Question: If $X$ and $N$ are positive numbers. How would I solve for $X$ in the following equation:
$$ \frac{1}{X}\bigg\lfloor-\frac{3}{2}+\frac{1}{2}\sqrt{8X+9}\bigg\rfloor=\frac{1}{N} \label{a}\tag{1} $$
?
For example If $N=7$ then $X \in \{63,70,77\}.$ If $N=6$ then $X\in\{42,48,54\}.$ Careful with $N=4.$ The floor part of the LHS of $\ref{a}$ yields the sequence: $$ 0,1,1,1,2,2,2,2,3,3,3,3,3,4,4,4,4,4,4,5,5,5,5,5,5,5,\ldots; $$ Here is a Wolfram Alpha "script" in the case $N=7$. You can change $7$ to another integer say $4$ etc..
Solve[Floor[-3/2 + (1/2) Sqrt[8 X + 9]]/X == 1/7, X, Integers]

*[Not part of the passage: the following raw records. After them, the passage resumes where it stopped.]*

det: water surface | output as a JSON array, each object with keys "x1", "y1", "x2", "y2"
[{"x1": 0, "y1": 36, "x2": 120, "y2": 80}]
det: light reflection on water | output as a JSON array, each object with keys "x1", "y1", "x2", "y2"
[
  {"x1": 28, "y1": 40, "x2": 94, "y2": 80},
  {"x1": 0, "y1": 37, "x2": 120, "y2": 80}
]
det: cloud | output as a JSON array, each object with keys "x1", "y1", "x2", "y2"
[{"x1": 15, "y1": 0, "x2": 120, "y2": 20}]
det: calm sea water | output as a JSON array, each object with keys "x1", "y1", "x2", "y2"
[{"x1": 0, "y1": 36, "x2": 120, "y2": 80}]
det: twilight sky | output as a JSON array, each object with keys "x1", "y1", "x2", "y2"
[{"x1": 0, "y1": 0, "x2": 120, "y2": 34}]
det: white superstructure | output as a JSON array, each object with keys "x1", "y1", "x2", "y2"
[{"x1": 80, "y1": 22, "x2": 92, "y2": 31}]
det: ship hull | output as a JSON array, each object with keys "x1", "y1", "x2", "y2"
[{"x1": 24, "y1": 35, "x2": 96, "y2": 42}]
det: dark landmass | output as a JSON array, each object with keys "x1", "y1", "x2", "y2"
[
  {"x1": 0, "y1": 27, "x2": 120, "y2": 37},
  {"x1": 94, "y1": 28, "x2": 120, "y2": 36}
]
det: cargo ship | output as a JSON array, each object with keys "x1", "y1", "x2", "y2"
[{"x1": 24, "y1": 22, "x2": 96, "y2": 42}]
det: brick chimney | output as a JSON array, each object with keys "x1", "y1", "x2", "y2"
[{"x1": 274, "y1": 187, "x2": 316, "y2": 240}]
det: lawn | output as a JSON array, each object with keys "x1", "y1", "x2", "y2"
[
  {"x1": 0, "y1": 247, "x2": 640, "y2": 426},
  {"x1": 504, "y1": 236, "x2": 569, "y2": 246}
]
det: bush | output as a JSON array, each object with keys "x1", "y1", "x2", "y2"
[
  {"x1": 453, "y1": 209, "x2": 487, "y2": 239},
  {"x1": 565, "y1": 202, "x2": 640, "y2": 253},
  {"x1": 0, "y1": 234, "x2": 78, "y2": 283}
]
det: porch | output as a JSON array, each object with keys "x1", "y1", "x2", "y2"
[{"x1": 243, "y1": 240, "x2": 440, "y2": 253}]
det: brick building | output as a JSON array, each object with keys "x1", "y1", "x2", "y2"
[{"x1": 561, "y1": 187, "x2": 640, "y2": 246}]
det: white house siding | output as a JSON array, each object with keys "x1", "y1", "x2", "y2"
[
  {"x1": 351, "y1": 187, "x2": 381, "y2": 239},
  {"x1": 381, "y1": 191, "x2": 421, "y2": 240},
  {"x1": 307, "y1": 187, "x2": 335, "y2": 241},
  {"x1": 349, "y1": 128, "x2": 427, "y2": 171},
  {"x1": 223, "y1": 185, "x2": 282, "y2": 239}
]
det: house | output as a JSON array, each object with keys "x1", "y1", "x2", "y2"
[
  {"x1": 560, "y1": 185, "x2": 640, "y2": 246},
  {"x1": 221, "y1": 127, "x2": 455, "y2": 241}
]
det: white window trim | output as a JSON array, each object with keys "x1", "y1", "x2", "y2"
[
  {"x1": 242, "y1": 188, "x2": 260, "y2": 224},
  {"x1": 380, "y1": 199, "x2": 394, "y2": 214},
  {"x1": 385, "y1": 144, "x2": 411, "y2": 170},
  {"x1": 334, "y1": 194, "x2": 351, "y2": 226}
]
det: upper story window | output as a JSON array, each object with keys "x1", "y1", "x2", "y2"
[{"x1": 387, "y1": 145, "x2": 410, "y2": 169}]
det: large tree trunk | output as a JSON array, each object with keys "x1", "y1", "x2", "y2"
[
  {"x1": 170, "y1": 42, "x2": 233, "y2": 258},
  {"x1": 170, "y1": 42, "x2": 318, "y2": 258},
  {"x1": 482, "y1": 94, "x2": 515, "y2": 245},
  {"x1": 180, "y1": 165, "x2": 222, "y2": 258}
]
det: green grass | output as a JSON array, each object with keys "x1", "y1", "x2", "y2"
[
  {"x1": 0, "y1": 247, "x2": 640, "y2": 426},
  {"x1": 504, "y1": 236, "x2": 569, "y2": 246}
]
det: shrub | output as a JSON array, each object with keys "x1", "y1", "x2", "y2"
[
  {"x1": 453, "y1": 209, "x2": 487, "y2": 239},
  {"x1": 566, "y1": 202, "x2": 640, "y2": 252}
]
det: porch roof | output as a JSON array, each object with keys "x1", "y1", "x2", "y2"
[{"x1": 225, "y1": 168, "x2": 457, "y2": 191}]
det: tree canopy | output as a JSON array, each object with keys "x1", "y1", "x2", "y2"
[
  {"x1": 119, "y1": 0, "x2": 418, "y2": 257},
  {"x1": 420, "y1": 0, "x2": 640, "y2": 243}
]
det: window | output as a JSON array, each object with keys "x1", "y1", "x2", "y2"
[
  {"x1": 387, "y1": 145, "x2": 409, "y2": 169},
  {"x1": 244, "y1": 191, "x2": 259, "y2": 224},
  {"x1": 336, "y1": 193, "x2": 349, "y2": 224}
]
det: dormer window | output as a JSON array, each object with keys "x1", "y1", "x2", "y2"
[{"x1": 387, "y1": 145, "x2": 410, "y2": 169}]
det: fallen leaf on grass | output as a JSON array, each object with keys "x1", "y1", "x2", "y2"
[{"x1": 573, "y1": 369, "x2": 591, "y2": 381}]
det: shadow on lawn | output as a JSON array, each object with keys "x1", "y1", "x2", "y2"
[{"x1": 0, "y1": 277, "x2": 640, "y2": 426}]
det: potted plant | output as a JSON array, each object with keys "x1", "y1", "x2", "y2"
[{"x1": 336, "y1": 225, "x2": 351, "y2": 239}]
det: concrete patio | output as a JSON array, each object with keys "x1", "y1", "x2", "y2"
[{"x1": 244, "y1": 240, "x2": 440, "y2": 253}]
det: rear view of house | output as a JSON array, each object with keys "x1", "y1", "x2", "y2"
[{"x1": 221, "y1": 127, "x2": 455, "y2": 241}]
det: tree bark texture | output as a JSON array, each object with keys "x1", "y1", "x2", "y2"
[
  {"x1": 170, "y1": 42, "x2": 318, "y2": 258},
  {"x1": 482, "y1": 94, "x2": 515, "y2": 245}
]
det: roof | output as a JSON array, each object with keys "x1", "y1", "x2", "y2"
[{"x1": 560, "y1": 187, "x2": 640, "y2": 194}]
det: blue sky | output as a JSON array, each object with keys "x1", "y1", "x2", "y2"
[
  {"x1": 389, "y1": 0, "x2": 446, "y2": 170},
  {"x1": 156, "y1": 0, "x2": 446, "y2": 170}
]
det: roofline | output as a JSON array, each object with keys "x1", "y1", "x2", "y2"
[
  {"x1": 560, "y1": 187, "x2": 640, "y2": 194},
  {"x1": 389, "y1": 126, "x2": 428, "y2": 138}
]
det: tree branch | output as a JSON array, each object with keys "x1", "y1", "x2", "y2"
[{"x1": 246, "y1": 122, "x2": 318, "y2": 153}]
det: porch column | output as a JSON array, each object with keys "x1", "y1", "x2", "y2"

Multiply by $X$ on both sides to get $$\left\lfloor-\frac{3}{2}+\frac{1}{2}\sqrt{8X+9}\right\rfloor=\frac{X}{N}$$
This shows that $X$ must be a multiple of $N$ and that $$\frac{X}{N} \le -\frac{3}{2}+\frac{1}{2}\sqrt{8X+9} < \frac{X}{N}+1$$
Multiply by $2$, add $3$, and square it to get $$\left(\frac{2X}{N}+3\right)^2 \le 8X+9 < \left(\frac{2X}{N}+5\right)^2$$
Expanding it, there are two inequalities: $$\frac{4X^{2}}{N^{2}}+\left(\frac{12}{N}-8\right)X \le 0$$ $$\frac{4X^{2}}{N^{2}}+\left(\frac{20}{N}-8\right)X+16 > 0$$
Assuming that $X, N > 0$, the first inequality means that $$X\le2N^{2}-3N \tag 1$$ and the second one means that $N<\frac{9}{2}$ or $$X<\frac{2N^{2}-5N-N\sqrt{9-20N+4N^{2}}}{2} \tag 2$$ or $$X>\frac{2N^{2}-5N+N\sqrt{9-20N+4N^{2}}}{2} \tag 3$$
$(2)$ would never be true because for $N \ge 5$, the upper bound on $X$ would be less than $N$ and $X$ has to be a positive multiple of $N$.
If $N < \frac{9}{2}$ (i.e. is in $\{ 1, 2, 3, 4 \}$), then $X = kN$, where $k$ is an integer in $[1, 2N-3]$. Otherwise, $X = kN$, where $k$ is an integer in $$\bigg(\frac{2N-5+\sqrt{9-20N+4N^{2}}}{2}, 2N-3\bigg]$$
Because $2N-5 - $ (the lower bound) $\le 1$ for $N \ge 5$, this means that this simplifies to $k \in \{2N-5, 2N-4, 2N-3\} \to X \in \{N(2N-5), N(2N-4), N(2N-3)\}$.